The Python Package Index (PyPI) has launched a new archival status feature, enabling package maintainers to mark projects as unmaintained, enhancing supply chain security and transparency within the Python ecosystem.
According to Facundo Tuesca, senior engineer at Trail of Bits, this feature allows maintainers to archive a project, clearly signaling that it will no longer receive updates, security patches, or feature enhancements. This move is designed to prevent developers from relying on outdated or potentially vulnerable libraries.
Despite being archived, users can still access and install these packages without restrictions. PyPI also suggests that developers release a final version before archiving and update project descriptions with alternative recommendations to help users transition to maintained libraries.
PyPI Enhances Security Measures
This new update follows PyPI’s recent introduction of project quarantining, a security measure that allows administrators to flag and restrict potentially harmful packages before their removal. This proactive approach aims to minimize risks and protect developers from malicious dependencies.
For instance, in November 2024, PyPI quarantined and later removed the Python library aiocpa, which contained malicious code designed to steal private keys via Telegram. Since August 2024, around 140 projects have been quarantined and subsequently removed, with only one exception.

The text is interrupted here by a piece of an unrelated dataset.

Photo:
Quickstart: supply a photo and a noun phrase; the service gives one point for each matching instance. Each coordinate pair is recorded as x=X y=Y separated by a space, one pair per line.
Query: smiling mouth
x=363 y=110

Mike Fiedler, a PyPI Admin, emphasized that the quarantine feature acts as an intermediary step, ensuring swift protection for users while allowing further investigation before permanently removing a package. This approach prevents irreversible deletions while preserving metadata and historical records.
What This Means for Python Developers
Check for Archival Status: Developers should verify whether a package is archived before integrating it into projects.
Look for Alternatives: If a library is archived, seek actively maintained replacements.
Stay Updated on Security Practices: Follow PyPI’s recommendations and security alerts to minimize risks associated with outdated dependencies.
With these enhancements, PyPI continues its mission to fortify open-source software security, ensuring developers can trust the integrity of the Python ecosystem.